Being With Others
I used to see him every day in the street as I passed him on my way to our center, the Community of Hope. At first I did not realize who he was, but after he came to an activity in our center, I realized that he was one of our oldest members with a disability. We introduced ourselves, but he knew me from my work as a staff member in the center. After that he would greet me every morning.
He is developmentally disabled and probably in his forties. What most struck me was that he had his rosary with him every day. Whenever I saw him he had his rosary in his hand. That’s how I remember him even before I got to know him. He is big and walks slowly; he is always praying.
I recall one morning seeing him coming towards me and then entering the chapel behind our center. He made the sign of the cross a few times and then stood in front of the statue of our mother, Mary. As a Korean I was so moved by this man freely expressing his faith in God in public, as we don’t do that in Korea. However, here I see people everywhere saying in some way or other that God loves us.
My praying friend inspired me because I was having a bad morning and he was praying in front of the Virgin Mary. So often I had passed by that chapel, but I never entered to pray to Mary or make the sign of the cross, so seeing him praying made me say to myself, “I am saying to the people that I am a Sister and a missionary, but this man puts me to shame.” He made me ask myself, “What am I doing here?” He was really a great teacher for me.
The Philippines is my first mission and with it being a Catholic country, I wonder why I am here. As a missionary, what should I do? Every morning when I saw him this question came to me. It was not just shame that he prompted in me, but he left me with this question that continued to come back to me.
I like to see him. One time I saw him near the center of the city; I was on my way to the center. I asked him where he had been and he replied, “in Cota,” which is a shrine in honor of the Virgin Mary. He had been there to pray, part of his daily routine. It is quite a long walk and his fidelity to his religious practice amazed me. Comparing myself with him I feel that he is a much more religious person.
By being who he is this Filipino man has helped me work out why I am here on mission. There are many ways of life, many ways of responding to God’s call. This is my way of responding to God’s call. As a Sister I came to know myself better than before. Some might say that I’m selfish being here, because I feel that this is in part a response to my needs too. However, since I realized how much Jesus loves me, I feel happy to be with other people, here or anywhere else. I can sense Jesus’ compassionate love in others. I just enjoy seeing how Jesus loves me and others. I don’t get tired of this.

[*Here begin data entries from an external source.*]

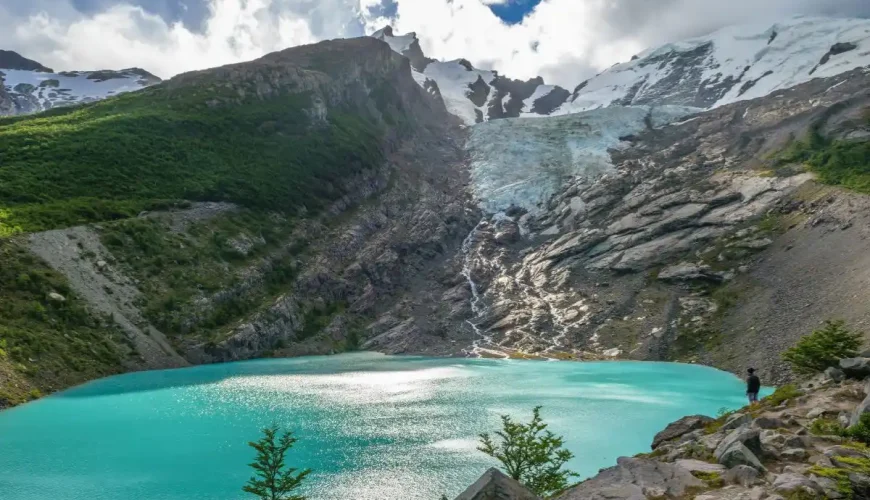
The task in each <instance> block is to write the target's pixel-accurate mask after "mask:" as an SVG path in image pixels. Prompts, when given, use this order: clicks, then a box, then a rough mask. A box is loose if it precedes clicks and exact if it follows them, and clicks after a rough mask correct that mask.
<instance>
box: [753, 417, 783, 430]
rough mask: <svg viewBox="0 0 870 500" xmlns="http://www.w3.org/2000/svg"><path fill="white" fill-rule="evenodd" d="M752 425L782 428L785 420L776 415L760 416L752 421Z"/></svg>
mask: <svg viewBox="0 0 870 500" xmlns="http://www.w3.org/2000/svg"><path fill="white" fill-rule="evenodd" d="M752 426H753V427H758V428H759V429H782V428H783V427H785V422H783V421H782V420H780V419H778V418H774V417H758V418H756V419H755V420H753V421H752Z"/></svg>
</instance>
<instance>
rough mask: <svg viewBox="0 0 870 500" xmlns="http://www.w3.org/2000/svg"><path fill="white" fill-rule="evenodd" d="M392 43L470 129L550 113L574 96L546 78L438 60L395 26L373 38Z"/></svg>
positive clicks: (548, 113)
mask: <svg viewBox="0 0 870 500" xmlns="http://www.w3.org/2000/svg"><path fill="white" fill-rule="evenodd" d="M371 36H372V37H374V38H377V39H379V40H383V41H385V42H387V43H388V44H389V45H390V47H391V48H392V49H393V51H395V52H397V53H399V54H402V55H403V56H405V57H407V58H408V59H409V60H410V61H411V66H412V68H413V73H414V79H415V80H417V82H418V83H419V84H420V85H421V86H423V88H425V89H426V90H428V91H429V92H431V93H433V94H439V95H441V97H442V98H443V100H444V104H445V105H446V106H447V110H448V111H450V112H451V113H453V114H454V115H456V116H458V117H459V118H461V119H462V121H463V122H465V123H466V124H467V125H473V124H475V123H480V122H483V121H488V120H492V119H496V118H515V117H518V116H520V115H521V114H523V113H532V114H540V115H548V114H550V113H551V112H552V111H553V110H554V109H556V108H557V107H558V106H559V105H561V104H562V103H564V102H565V100H566V99H568V97H570V96H571V92H570V91H568V90H566V89H563V88H562V87H558V86H555V85H545V84H544V80H543V79H542V78H540V77H539V78H533V79H531V80H528V81H521V80H512V79H510V78H506V77H504V76H501V75H499V74H498V72H497V71H489V70H481V69H477V68H475V67H474V66H472V64H471V63H470V62H468V61H467V60H465V59H457V60H454V61H436V60H434V59H430V58H428V57H426V56H425V55H424V54H423V51H422V50H421V49H420V43H419V41H418V40H417V36H416V34H414V33H408V34H406V35H399V36H397V35H394V34H393V30H392V29H391V28H390V27H386V28H384V29H382V30H379V31H376V32H375V33H373V34H372V35H371Z"/></svg>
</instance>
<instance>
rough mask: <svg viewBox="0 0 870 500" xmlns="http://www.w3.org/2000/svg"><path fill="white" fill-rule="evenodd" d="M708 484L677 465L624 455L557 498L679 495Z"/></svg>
mask: <svg viewBox="0 0 870 500" xmlns="http://www.w3.org/2000/svg"><path fill="white" fill-rule="evenodd" d="M703 485H704V483H703V482H702V481H701V480H700V479H698V478H696V477H695V476H693V475H692V473H691V472H689V471H688V470H686V469H684V468H682V467H679V466H677V465H674V464H669V463H664V462H658V461H656V460H648V459H643V458H626V457H623V458H620V459H619V460H617V465H616V466H615V467H611V468H609V469H604V470H603V471H601V472H599V473H598V475H597V476H595V477H593V478H592V479H589V480H587V481H584V482H582V483H580V484H579V485H577V486H574V487H573V488H570V489H568V491H566V492H565V493H563V494H562V495H560V496H558V497H556V498H557V500H612V499H631V500H634V499H638V500H639V499H644V498H650V497H654V498H679V497H681V496H682V495H683V494H684V493H686V492H687V490H690V489H691V488H700V487H701V486H703Z"/></svg>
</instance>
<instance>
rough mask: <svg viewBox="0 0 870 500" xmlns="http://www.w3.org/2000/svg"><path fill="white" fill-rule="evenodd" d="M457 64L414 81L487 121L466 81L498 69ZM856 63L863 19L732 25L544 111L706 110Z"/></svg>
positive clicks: (477, 120)
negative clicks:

Before I joined the Sisters I never experienced being loved by other people. Of course I would always say that my mother and father love me, but it seemed like something coming out of my head, not my heart. During my novitiate I realized that Jesus really loves me. Though I may be very weak, though I am not perfect, Jesus still loves me. Even with my faults and mistakes He accepts me as I am. He understands me, because He knows me. He has known me totally since I was born. In the Gospels it is easy to see His love.
I want to help people come to understand that Jesus loves them. That’s why I am here – so that others may know that Jesus loves them. I am not here to give to them but to simply be with them, to give myself to them, to empathize with them, to help them feel that I am truly with them.